LOL I WISH his friends/family would be of any help, but they are honestly just as bad and probably responsible for the way he is. I have gone to his dad for help in the past, and nothing is ever done about it. People around here think drinking/smoking your life away is perfectly fine. I guess it is for a lot of people but it just seems like such a waste of time to me. Especially now that we have a child in the picture. I honestly think the biggest problem is that, as a child/young adult, he was never held accountable for anything and was never responsible for anything...and now that he's an adult with responsibilities he doesn't know how to function. 

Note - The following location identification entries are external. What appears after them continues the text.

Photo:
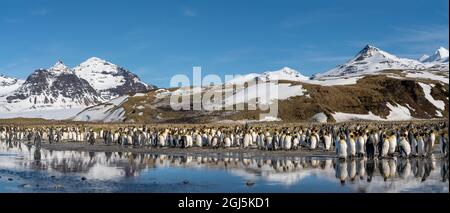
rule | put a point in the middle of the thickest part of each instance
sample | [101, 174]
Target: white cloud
[189, 12]
[40, 12]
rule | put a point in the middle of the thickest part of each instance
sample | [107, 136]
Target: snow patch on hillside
[427, 90]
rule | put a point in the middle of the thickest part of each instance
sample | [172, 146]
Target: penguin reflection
[404, 168]
[370, 169]
[341, 171]
[444, 170]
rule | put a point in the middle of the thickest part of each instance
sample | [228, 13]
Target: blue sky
[158, 39]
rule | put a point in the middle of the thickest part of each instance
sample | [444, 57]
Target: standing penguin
[327, 139]
[421, 145]
[287, 141]
[360, 144]
[351, 146]
[370, 145]
[404, 147]
[392, 144]
[443, 141]
[313, 141]
[342, 148]
[384, 147]
[91, 138]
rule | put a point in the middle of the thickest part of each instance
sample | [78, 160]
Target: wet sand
[251, 152]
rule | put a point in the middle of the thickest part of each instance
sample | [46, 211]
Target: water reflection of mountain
[361, 174]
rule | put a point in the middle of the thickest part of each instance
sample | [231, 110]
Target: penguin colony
[347, 140]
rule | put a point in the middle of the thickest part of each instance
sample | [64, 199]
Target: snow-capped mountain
[8, 84]
[438, 61]
[110, 80]
[285, 73]
[440, 56]
[372, 59]
[54, 88]
[423, 58]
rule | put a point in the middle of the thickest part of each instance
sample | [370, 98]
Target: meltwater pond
[25, 169]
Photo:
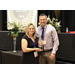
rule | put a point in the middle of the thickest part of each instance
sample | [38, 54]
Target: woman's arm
[24, 45]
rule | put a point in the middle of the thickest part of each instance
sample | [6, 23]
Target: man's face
[43, 21]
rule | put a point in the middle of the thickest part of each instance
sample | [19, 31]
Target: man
[50, 41]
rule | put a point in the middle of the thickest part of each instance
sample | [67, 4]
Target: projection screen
[23, 16]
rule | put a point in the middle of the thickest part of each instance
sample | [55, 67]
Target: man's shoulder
[50, 26]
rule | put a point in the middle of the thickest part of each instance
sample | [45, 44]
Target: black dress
[28, 58]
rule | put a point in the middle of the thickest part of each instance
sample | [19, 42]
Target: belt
[46, 50]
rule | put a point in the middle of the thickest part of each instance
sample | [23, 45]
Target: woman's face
[31, 30]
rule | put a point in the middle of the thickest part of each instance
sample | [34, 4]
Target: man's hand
[52, 56]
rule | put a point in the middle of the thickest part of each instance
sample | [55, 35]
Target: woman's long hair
[27, 33]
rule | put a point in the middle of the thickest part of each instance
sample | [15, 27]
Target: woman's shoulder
[25, 37]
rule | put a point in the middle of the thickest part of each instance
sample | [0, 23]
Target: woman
[30, 45]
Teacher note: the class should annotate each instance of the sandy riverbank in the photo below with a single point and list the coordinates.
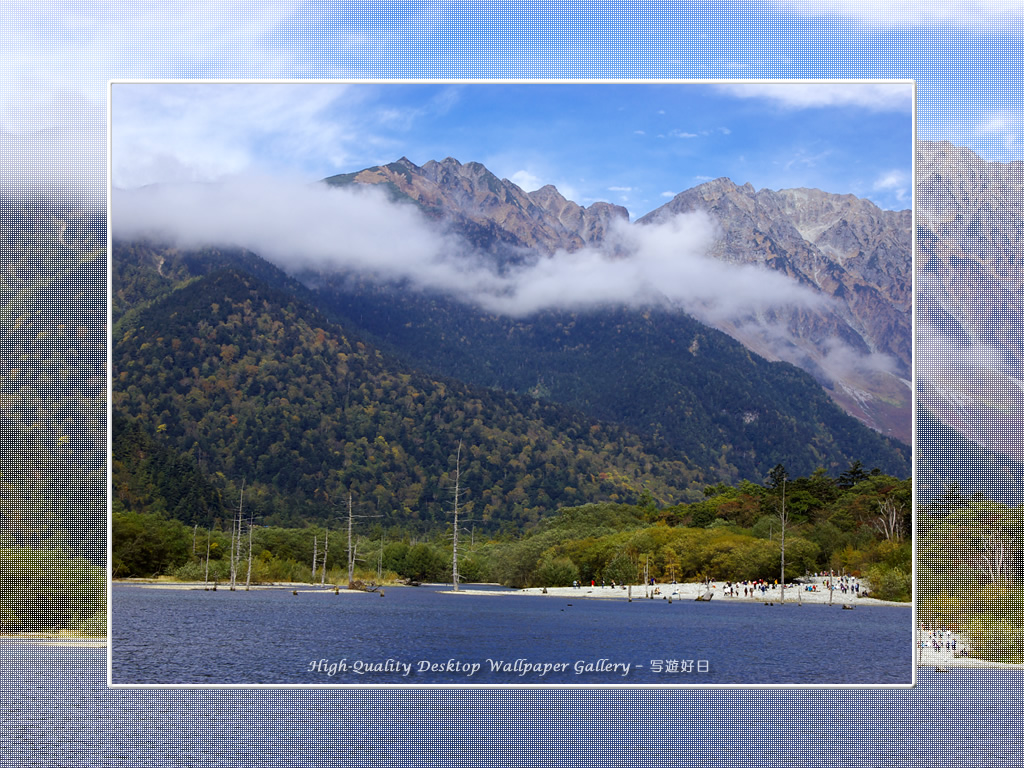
(690, 591)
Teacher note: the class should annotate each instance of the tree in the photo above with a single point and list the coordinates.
(890, 519)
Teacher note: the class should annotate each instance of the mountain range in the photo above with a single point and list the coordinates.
(310, 381)
(970, 311)
(857, 343)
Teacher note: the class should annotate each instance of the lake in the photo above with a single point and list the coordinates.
(58, 712)
(428, 636)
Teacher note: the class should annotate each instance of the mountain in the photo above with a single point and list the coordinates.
(224, 377)
(970, 309)
(846, 249)
(492, 214)
(52, 377)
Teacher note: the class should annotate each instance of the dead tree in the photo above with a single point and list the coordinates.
(889, 521)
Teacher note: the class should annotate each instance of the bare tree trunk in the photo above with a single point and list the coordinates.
(455, 528)
(237, 538)
(324, 568)
(782, 518)
(249, 570)
(351, 553)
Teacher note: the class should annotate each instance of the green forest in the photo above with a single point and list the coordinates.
(52, 397)
(858, 523)
(971, 580)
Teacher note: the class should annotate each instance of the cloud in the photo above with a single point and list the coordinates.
(193, 132)
(526, 180)
(304, 226)
(896, 181)
(803, 95)
(997, 15)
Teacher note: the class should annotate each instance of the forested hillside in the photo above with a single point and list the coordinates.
(52, 390)
(253, 384)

But there are a ton of other issues as well... we never spend time together. As soon as he comes home and finishes supper he's out in the garage until the early morning hours. There's always something more important to 'work on' rather than spend time with his family. I don't get anything on anniversaries, my first mother's day was a non-event. I don't expect anything extravagent but a card or a simple "happy mother's day" and a kiss would be great. Just the fact that nothing is ever done 'together'...grocery shopping, cleaning, taking care of our son, nothing.. I also feel like he has no ambition and never gets excited about anything, ever. I've asked him if he would talk to a counselor and he hasn't. We went to one session of marriage counseling and he didn't do what the counselor suggested (reading a book, putting in writing that he would stop smoking pot) and we didn't go back because it was so expensive. Plus, why go back if he's not doing the 'homework'? sorry this is so long.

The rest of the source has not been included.